A POPULAR FICTIONAL SHIPWRECK AND INDIAN SUBCONTINENT CAPTIVITY NARRATIVE: FIRST AMERICAN EDITION OF THE TRUE AND AFFECTING HISTORY OF HENRIETTA DE BELLGRAVE, 1823
ANONYMOUS. The True and Affecting History of Henrietta de Bellgrave. New York: W. Borradaile, 1823. Slim octavo, later half black sheep; pp. 40. $1800.
First American edition of this popular chapbook extracted from an 18th-century British novel narrating the misadventures of an aristocratic young French woman who survives a shipwreck on the way to Bombay, ends up in a forced marriage to pagan Indian man, and uses that story to try to bring her daughter to Christianity.

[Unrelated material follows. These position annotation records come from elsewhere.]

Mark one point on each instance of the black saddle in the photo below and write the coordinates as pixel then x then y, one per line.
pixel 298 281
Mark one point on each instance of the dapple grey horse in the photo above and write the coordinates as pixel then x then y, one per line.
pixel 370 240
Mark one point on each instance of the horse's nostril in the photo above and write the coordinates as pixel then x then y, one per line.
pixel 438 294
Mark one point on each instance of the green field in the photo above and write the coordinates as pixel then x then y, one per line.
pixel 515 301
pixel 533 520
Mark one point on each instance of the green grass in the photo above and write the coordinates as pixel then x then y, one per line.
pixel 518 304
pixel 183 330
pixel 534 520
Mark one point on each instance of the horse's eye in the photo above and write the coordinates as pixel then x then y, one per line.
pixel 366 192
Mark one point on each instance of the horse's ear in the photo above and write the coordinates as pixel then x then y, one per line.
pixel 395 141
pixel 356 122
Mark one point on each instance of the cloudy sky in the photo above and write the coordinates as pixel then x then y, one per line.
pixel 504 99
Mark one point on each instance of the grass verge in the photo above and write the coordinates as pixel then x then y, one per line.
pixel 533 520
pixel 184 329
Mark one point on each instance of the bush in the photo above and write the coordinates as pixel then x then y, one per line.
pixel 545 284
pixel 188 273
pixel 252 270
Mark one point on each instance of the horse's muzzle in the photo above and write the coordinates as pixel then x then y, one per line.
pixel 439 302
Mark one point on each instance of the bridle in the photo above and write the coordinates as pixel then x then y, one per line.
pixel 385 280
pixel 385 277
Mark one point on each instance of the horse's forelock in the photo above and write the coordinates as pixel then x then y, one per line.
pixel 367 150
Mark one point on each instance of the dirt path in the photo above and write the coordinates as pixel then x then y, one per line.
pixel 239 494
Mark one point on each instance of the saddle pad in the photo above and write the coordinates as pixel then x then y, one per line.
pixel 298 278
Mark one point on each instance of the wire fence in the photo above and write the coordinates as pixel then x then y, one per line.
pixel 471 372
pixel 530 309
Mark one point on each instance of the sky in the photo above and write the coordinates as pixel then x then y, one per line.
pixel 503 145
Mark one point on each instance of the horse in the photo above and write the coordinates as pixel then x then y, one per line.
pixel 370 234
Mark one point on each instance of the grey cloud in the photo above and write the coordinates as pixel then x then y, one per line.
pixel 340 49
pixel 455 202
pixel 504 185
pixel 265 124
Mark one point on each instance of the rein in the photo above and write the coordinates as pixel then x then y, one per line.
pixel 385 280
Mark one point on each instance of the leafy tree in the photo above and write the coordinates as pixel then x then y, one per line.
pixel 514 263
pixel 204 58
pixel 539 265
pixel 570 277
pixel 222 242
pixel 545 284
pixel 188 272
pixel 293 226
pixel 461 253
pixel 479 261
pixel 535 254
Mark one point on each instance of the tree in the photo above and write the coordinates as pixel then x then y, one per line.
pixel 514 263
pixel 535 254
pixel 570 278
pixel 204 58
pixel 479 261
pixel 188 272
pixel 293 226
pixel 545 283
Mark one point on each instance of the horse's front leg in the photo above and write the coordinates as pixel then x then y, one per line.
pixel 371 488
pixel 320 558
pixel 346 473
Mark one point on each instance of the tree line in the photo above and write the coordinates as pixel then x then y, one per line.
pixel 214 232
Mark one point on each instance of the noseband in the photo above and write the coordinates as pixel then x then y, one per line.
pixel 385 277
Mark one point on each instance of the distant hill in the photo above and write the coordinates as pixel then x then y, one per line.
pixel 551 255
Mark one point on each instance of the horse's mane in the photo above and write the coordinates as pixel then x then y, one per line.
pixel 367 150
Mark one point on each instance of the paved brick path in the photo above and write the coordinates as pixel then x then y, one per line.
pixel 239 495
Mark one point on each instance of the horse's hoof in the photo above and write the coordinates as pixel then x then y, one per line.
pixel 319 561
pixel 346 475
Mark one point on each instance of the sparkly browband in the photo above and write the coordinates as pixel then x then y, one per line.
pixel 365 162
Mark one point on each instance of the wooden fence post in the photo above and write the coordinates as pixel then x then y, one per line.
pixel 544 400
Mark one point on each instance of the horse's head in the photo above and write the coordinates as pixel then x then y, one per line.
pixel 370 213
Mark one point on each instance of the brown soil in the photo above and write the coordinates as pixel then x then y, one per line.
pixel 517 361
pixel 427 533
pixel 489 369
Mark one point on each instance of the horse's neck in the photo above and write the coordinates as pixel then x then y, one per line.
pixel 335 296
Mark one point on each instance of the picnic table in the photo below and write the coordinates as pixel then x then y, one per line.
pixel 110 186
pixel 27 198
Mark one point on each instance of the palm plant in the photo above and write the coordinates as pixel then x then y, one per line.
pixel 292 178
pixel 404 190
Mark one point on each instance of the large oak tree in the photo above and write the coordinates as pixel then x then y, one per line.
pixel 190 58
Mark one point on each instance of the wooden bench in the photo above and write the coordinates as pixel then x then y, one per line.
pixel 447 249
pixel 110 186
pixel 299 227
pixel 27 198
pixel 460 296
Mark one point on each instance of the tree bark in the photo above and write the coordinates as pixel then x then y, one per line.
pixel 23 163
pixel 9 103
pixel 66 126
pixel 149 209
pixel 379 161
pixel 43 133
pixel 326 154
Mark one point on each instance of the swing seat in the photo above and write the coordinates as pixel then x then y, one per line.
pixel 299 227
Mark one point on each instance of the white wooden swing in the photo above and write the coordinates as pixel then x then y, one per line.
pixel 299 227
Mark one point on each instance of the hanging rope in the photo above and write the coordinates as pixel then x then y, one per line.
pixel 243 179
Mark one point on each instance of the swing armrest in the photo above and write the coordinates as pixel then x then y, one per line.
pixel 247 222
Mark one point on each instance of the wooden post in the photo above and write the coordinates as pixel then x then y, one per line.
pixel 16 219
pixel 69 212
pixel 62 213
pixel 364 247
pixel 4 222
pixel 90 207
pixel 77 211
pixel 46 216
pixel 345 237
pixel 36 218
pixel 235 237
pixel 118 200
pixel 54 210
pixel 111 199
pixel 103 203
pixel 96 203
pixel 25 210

This compelling story was first published as part of a novel entitled The Lady's Drawing Room, first printed in London in 1743. The original novel comprised a collection of drawing room stories ostensibly told by a group of aristocratic men and women who were attempting to depict conditions in the larger world. The True and Affecting History of Henrietta de Bellgrave was a standout from the work, both for its sensationalism and its Christian resolution, and so began to be published as a separate chapbook in Britain beginning in 1750. The story, written as a letter, chronicles the misadventures of Henrietta de Bellgrave. Born to the daughter of a baron and the son of a count, Henrietta begins her life as a bright spot in a disfavored marriage that eventually drives her father to accept an India governorship to escape his father-in-law's disapproval. The trip to Bombay proves fateful as Henrietta's mother dies of illness and her father is lost in a shipwreck caused by a pirate attack. The victim of an attempted rape and witness to an associated murder, Henrietta is seized by Indian locals who, far from being her saviors, turn her over to a pagan for a forced marriage. De Bellgrave gives birth to a daughter from the union and tries to baptize her as a Christian, only to be interrupted by her pagan husband who makes her promise to abandon the idea permanently. This fictional letter is structured as an evangelical testimony from Henrietta to her daughter Zoa, in which she shares her horrible experiences and encourages her daughter to embrace Christianity. "The Henrietta story has much to offer any study of 'interracial romance,' or more particularly, 'how much religious difference endangers marital happiness'" (Emily Workman, Marquette University, quoting Wheeler). This work was printed in Britain numerous times during the 18th century and 19th century; this is the first American edition. See Sabin 19109 (later 1828 edition). Pencil and ink notations on title page and endpaper.
A bit of embrowning to interior, light wear and toning to binding. An extremely good copy. Scarce.